5.2. Volatility Clustering in the UAE Market (H2)

The results from the GARCH and TARCH models confirm the presence of volatility clustering, indicating that past market shocks continue to influence future volatility. These outcomes confirm Hypothesis 2, which predicted that volatility clustering is a persistent feature of the UAE financial market in response to oil price shocks. This result aligns with previous research that emphasizes the persistence of market uncertainty following external disruptions (Jones & Kaul, 1996).

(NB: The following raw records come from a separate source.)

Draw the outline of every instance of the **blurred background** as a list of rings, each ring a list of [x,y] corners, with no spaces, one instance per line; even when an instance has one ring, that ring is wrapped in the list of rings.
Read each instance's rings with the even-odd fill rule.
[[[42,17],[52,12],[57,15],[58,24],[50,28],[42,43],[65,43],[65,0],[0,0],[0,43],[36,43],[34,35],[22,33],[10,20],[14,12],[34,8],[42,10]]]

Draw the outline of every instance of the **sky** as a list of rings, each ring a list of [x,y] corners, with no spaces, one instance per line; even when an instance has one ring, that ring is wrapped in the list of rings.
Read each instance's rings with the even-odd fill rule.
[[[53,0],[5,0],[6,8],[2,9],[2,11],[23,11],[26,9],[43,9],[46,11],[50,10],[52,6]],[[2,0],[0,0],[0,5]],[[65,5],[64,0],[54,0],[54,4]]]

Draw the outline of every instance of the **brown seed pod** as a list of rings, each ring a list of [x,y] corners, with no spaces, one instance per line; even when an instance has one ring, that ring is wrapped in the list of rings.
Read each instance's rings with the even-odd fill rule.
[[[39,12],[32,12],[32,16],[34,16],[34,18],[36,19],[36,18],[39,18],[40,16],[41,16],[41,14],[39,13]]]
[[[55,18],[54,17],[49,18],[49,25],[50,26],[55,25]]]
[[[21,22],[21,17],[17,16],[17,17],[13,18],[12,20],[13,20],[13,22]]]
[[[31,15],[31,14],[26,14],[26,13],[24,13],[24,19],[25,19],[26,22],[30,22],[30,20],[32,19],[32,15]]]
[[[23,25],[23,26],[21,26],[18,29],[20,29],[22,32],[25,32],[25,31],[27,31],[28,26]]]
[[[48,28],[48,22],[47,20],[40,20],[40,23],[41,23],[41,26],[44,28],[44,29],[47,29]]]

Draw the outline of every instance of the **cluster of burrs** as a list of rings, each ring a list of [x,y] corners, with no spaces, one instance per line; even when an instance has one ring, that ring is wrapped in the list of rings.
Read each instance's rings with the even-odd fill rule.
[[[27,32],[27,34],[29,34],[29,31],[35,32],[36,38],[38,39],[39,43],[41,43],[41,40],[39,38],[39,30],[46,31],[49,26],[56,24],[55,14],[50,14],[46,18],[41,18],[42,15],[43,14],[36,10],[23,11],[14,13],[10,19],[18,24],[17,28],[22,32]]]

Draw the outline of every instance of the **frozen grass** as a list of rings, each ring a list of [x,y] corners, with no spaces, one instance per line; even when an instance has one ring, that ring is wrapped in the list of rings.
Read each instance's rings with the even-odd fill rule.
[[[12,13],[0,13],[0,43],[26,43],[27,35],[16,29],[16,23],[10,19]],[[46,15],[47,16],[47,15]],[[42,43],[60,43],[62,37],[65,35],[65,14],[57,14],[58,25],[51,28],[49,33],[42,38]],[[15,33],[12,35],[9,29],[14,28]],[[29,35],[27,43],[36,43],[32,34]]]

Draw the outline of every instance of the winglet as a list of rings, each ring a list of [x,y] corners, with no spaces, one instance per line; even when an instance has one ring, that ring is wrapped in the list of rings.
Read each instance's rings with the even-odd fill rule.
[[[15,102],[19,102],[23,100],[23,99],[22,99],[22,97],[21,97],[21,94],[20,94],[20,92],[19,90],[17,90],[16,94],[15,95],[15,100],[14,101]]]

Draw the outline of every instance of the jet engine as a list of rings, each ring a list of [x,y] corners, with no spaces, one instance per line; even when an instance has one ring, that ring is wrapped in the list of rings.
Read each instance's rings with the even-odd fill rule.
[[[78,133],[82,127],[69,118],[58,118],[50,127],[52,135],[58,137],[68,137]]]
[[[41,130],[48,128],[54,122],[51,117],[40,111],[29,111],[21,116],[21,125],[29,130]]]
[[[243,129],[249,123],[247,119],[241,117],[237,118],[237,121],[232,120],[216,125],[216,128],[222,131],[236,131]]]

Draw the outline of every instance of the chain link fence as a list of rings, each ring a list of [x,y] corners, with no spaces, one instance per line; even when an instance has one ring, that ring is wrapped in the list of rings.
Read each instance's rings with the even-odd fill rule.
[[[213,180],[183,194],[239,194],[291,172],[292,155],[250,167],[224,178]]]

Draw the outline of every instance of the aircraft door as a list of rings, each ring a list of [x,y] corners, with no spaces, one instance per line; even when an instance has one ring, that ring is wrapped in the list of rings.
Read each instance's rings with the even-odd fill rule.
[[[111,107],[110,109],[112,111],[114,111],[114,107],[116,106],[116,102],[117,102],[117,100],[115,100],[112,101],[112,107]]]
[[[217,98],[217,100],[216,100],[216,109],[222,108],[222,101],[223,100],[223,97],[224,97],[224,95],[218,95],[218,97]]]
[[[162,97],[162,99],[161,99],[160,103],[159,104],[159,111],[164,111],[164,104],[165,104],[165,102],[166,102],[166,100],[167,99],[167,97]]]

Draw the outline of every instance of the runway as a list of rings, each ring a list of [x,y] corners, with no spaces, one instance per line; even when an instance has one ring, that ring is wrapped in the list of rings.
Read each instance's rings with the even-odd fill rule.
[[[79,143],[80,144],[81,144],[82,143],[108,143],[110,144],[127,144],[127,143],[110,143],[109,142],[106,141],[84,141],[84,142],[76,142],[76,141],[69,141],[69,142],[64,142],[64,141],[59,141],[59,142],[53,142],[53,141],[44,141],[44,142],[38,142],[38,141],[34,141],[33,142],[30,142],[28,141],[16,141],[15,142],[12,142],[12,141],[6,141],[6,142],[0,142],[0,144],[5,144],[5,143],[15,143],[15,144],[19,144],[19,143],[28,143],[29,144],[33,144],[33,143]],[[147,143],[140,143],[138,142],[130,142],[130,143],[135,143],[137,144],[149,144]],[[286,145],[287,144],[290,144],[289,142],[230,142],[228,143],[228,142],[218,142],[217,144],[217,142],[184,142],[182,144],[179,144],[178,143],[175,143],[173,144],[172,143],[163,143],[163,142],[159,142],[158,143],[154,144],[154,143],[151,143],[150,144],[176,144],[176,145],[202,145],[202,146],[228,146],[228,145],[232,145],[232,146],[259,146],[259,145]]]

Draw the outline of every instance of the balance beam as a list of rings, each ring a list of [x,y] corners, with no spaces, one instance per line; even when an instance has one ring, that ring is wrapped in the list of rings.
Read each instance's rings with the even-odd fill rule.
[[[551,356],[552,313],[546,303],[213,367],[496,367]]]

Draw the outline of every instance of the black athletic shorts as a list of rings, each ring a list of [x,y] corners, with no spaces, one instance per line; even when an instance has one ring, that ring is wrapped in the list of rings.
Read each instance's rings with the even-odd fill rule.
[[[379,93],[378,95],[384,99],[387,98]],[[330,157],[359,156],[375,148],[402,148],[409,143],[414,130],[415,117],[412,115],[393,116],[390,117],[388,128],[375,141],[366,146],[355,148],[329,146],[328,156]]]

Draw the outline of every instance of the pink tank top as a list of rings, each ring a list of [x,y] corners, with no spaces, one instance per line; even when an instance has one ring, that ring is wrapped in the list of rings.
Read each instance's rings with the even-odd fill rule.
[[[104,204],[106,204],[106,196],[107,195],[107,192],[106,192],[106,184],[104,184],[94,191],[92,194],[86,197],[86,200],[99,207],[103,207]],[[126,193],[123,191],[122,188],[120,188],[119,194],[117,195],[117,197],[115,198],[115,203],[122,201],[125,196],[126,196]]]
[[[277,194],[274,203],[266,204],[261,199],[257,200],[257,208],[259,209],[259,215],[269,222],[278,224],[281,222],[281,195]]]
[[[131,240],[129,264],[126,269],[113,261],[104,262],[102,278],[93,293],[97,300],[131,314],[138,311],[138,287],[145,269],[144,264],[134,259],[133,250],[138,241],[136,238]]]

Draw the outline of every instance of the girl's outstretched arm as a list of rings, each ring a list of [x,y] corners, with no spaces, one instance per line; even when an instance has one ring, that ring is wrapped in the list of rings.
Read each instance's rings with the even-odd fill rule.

5.3. Asymmetric Responses to Oil Shocks (H3)

A particularly noteworthy outcome of the analysis is the presence of a significant asymmetric effect in the TARCH model, particularly in the 2019–2023 sub-period (Table 5), suggesting that negative oil price shocks have a disproportionately stronger impact on market volatility compared to positive ones. This contradicts earlier findings from the 2014–2016 sub-period, where the asymmetry was not statistically significant, indicating an evolution in investor behavior and market sensitivity. These findings diverge from traditional financial theory and previous research by Dordi and Weber (2019), which indicated that sustainability-driven policy shifts often exacerbate market instability. One possible explanation is that the UAE’s proactive sustainability policies have gradually reassured investors, mitigating the initial volatility associated with green transitions. As such initiatives become embedded in the long-term national strategy, they may be increasingly perceived as structural features of the economic landscape, thereby reducing their destabilizing effects. This evidence supports Hypothesis 3 within the 2019–2023 window, where asymmetry becomes statistically significant, particularly during periods of heightened uncertainty.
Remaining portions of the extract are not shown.